If Abraham could hold onto God’s promises knowing that God could raise his son Isaac from the dead, how much more reason do we have to hold onto God’s promises knowing that God did raise his own son from the dead on that very first Easter morning! 2000 years ago, Jesus came to earth claiming to be the Son of God. He predicted that He would be killed and He predicted that He would be raised from the dead three days later. As history records and hundreds of people witnessed, that is exactly what happened.
Unlike Abraham, our hope isn’t based on a “God could,” our hope is based on “God did!” Our hope isn’t based on a God who can or might do great things, but a God who did the greatest thing when His son, Jesus, died on a cross and then was raised to life three days later! It was this event that forever changed how the early Christians viewed the promises of God. After the resurrection they began to say, “No matter how many promises God has made, they are ‘Yes’ in Christ.” (2 Corinthians 1.20)
The early church realized that once Jesus was raised from the dead, He became the foundation and the fulfillment of every one of God’s promises. When they experienced sickness, they believed God for healing. Despite the pull of addiction, they believed God for freedom. Despite their shortages, they believed God for provision. Despite their tough circumstances, they believed God for hope. The early church knew their hope was no longer based on a God who could, but a God who did.
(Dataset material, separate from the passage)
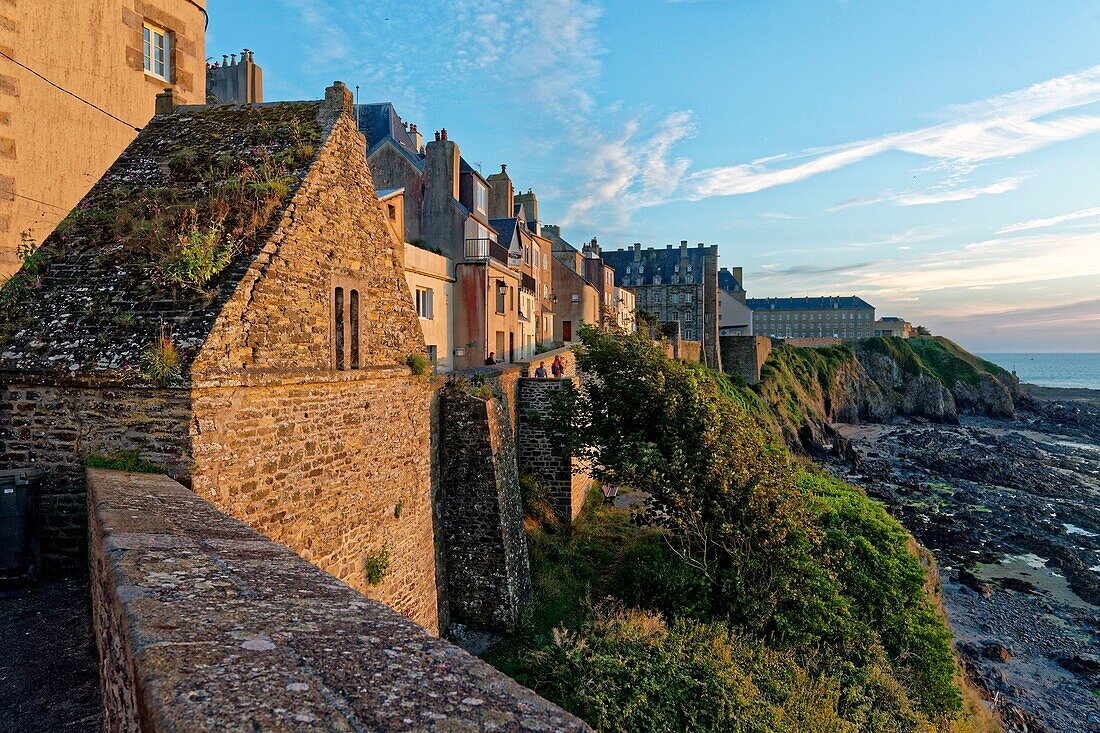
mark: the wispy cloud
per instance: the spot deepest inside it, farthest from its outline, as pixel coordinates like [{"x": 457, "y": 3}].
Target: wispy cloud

We have the same reason for confidence in God’s promises that the early church did. Even today, 2,000 years after the resurrection of Jesus, we don’t serve a God who could or might, we serve a God who did! This means every promise of God spoken over our lives—every promise of freedom, forgiveness, healing, strength or provision—isn’t a maybe or a hopefully, but a YES in Christ Jesus.
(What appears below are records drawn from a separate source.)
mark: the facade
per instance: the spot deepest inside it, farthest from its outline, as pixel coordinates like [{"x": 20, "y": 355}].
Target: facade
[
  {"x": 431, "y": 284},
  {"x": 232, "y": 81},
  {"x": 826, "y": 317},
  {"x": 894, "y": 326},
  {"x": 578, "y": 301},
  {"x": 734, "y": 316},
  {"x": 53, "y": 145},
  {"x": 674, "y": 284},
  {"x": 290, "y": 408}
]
Question: What are some promises God has for us collectively? What are some promises God has for you individually? Which of His promises speaks the most into where you are in life right now? How can you embrace the YES that is yours in Christ Jesus?
There’s another thing Hebrews 11 tells us about Abraham and everyone else in the chapter.
As much as Abraham saw God’s promises begin in his lifetime, he knew they wouldn’t be completed until eternity. As much as he was hungry to experience the fruit of God’s promise, he knew he wouldn’t get to experience all of that until God set this world right once and for all. Revelation 21 gives us a picture of what this world will look like when Jesus returns to set all things right:
“‘Look! God’s dwelling place is now among the people, and he will dwell with them. They will be his people and God himself will be with them and be their God. “He will wipe every tear from their eyes. There will be no more death” or mourning or crying or pain, for the old order of things has passed away.’ He [Jesus] who was seated on the throne said, ‘I am making everything new!’” (Revelation 21.3–5)
So while it is right for us to seek the promises of God right now, we should also know that what we experience of those promises right now pales in comparison to what we will experience in eternity.
Question: How does your view of time affect the promises God has for you? What do you think the fulfillment of God’s promises in eternity will be like?
“If we confess our sins, He is faithful and just and will forgive us our sins and purify us from all unrighteousness.”
Abraham held on to God’s impossible promises in impossible circumstances because he believed in a God of the impossible!
Our hope isn’t based on a God who can or might do great things but a God who did the greatest thing when His son Jesus died on a cross and then was raised to life three days later!